C’era una volta una fabbrica di antica data. Una grande fabbrica. Si chiama Fivre. Apparteneva al gruppo Marelli e faceva cinescopi e valvole. Ad un certo punto cominciò ad occuparsi anche di laser Nel 1976 fu acquistata da un imprenditore milanese, un certo Lamarca. Cambiò nome all’azienda da Fivre in Valfivre. Bloccò gran parte della produzione di valvole e dette impulso alla ricerca sul laser nelle sue applicazioni industriali e medicali. A cosa serve il laser nell’industria e nella medicina? Nell’industria lo usano per tagliare: lamiere, substrati ceramici per l’elettronica, modelli per la cartotecnica. E ancora per saldare, forare, sagomare. E negli ospedali in chirurgia, per la terapia del dolore, per togliere tonsille e otturare carie, per far passare le tendiniti e cauterizzare le piaghe. Per dieci anni la Valfivre va avanti. I 110 dipendenti sono dei metalmeccanici atipici: sono quasi tutti impegnati nella ricerca oppure sono impiegati e comunque hanno qualifiche alte. All’azienda arrivano parecchi miliardi dall’Imi, dal Cnr, dall’Istituto tumori di Milano, dalla Fiat, dal gruppo Breda. Tutti hanno dei problemi da sottoporre in fatto di laser. E nell’azienda si studia, si studia, si perfezionano le macchine, si inventano soluzioni tecnologiche all’avanguardia. Ma il signor Lamarca non si occupa minimamente di far vendere quelle macchine. Né di renderle, oltre che funzionali, belle, appetibili, con un po’ di look. Nel 1986 arriva una grande crisi. Quelle storie di cassa integrazione, di minacce di chiusura, di gente che d’un tratto si trova sull’orlo della disoccupazione.

«La compro io, la compro io». Si fanno avanti in molti, dicono la Ote, qualcuno parla degli americani. Ed ecco alla fine dell’87 farsi avanti gli imprenditori fiorentini. Targetti e Pecci in cordata con un’azienda di Modena da tempo specializzata nella macchina dal raggio verde: la Spacelaser. Arrivano i nostri? No, non è il Settimo Cavalleggeri. Comprano per un pungo di dollari, davvero. Sede, tecnologie e 23 dei 110 dipendenti per una manciata di soldi. Buttano a mare le valvole e puntano tutto sul laser, su quello che per molto tempo è stato chiamato il «raggio della morte» mentre ha dimostrato di poter essere il «raggio della vita». Spaccano l’azienda in due, LaserValfivre e Centro Laser, per non applicare lo statuto dei lavoratori.
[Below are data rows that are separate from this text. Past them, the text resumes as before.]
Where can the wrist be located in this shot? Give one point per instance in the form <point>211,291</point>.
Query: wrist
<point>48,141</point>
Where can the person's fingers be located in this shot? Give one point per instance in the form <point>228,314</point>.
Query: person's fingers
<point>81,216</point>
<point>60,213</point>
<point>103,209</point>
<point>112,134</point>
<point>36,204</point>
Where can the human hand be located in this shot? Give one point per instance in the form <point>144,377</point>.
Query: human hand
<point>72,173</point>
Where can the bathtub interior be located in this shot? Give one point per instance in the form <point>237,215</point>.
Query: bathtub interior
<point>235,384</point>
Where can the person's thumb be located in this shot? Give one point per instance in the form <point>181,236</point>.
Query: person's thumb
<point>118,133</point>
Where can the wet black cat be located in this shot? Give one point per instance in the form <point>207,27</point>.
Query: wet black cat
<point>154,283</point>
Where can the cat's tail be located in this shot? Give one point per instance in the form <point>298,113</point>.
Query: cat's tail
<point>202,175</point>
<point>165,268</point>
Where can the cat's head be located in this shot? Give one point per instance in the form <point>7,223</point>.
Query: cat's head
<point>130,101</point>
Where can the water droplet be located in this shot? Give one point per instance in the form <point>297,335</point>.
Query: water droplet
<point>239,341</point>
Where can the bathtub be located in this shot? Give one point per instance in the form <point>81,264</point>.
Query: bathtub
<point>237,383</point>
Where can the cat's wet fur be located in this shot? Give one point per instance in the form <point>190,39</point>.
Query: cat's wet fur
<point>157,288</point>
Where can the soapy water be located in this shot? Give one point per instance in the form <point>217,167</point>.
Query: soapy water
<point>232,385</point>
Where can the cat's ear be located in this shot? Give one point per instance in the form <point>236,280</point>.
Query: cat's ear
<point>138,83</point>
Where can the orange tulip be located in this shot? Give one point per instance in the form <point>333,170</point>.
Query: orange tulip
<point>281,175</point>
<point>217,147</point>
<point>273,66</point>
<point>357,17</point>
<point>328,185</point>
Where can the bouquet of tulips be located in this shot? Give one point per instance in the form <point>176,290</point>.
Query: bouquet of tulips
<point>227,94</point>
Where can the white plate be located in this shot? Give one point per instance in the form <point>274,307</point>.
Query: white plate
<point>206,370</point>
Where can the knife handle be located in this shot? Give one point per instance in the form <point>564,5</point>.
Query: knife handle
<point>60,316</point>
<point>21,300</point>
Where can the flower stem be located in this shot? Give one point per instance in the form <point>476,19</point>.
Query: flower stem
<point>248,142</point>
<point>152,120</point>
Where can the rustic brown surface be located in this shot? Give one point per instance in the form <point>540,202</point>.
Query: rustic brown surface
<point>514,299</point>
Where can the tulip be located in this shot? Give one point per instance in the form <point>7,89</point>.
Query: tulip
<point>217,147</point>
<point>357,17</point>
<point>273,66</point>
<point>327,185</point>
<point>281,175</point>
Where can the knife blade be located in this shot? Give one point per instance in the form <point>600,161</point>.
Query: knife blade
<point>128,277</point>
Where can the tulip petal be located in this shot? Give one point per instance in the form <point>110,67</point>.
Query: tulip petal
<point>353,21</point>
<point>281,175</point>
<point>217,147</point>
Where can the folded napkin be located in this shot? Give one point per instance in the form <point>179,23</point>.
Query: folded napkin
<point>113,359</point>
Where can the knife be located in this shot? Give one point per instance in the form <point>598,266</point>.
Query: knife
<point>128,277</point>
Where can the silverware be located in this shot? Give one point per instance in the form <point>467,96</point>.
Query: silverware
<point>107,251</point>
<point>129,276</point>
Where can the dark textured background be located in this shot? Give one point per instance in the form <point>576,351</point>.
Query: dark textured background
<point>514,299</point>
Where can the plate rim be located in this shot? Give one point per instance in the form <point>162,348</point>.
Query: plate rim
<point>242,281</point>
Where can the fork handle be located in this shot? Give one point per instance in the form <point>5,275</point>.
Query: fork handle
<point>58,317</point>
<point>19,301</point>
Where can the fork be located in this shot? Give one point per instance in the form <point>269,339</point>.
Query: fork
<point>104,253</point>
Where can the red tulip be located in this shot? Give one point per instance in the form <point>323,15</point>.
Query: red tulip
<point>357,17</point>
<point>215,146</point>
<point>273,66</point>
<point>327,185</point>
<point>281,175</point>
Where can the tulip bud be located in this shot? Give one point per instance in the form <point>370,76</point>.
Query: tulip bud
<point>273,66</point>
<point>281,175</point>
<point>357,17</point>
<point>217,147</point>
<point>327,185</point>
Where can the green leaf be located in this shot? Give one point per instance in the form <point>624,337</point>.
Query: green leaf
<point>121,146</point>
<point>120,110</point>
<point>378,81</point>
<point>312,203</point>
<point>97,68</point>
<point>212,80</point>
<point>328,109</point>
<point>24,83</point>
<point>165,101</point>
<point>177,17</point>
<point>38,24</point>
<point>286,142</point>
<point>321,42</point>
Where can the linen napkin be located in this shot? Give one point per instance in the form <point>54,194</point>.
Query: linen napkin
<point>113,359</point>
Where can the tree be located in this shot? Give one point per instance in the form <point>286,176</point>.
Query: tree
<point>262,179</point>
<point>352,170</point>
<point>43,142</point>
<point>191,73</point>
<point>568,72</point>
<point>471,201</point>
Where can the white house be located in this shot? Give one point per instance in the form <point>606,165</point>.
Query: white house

Si giustificano dicendo che una è un’azienda di servizi. Ma i lavoratori sono gli stessi e fanno le stesse cose nello stesso posto. Di ricerca non si parla più anche se, malgrado la decimazione, le teste sono rimaste. Non ci sono più i 5-6 ingegneri che un tempo erano pagati solo per inventare né l’unico esperto italiano di laser a stato solido. Ma i tecnici che si sono fatti le ossa escogitando marchingegni e innovazioni per il laser ad anidride carbonica si. E così si rischia l’errore inverso: prima era un’azienda molto avanzata, che aveva confidato troppo sulla possibilità di far soldi facendo solo ricerca e che non si era posta il problema di vendere quel che produceva. Ora si battono le porte delle cliniche private dove con il raggio mandano via la cellulite offrendo macchine che costano sui 30-35 milioni e a cui si sta cercando di dare una patina di bell’oggettino da vedere, un po’ come con gli hi-fi senza curarsi di quali altri campi di applicazione potrebbe avere il laser. E pensare che di aziende che producono laser per l’industria al mondo ce ne saranno meno delle dita di una mano.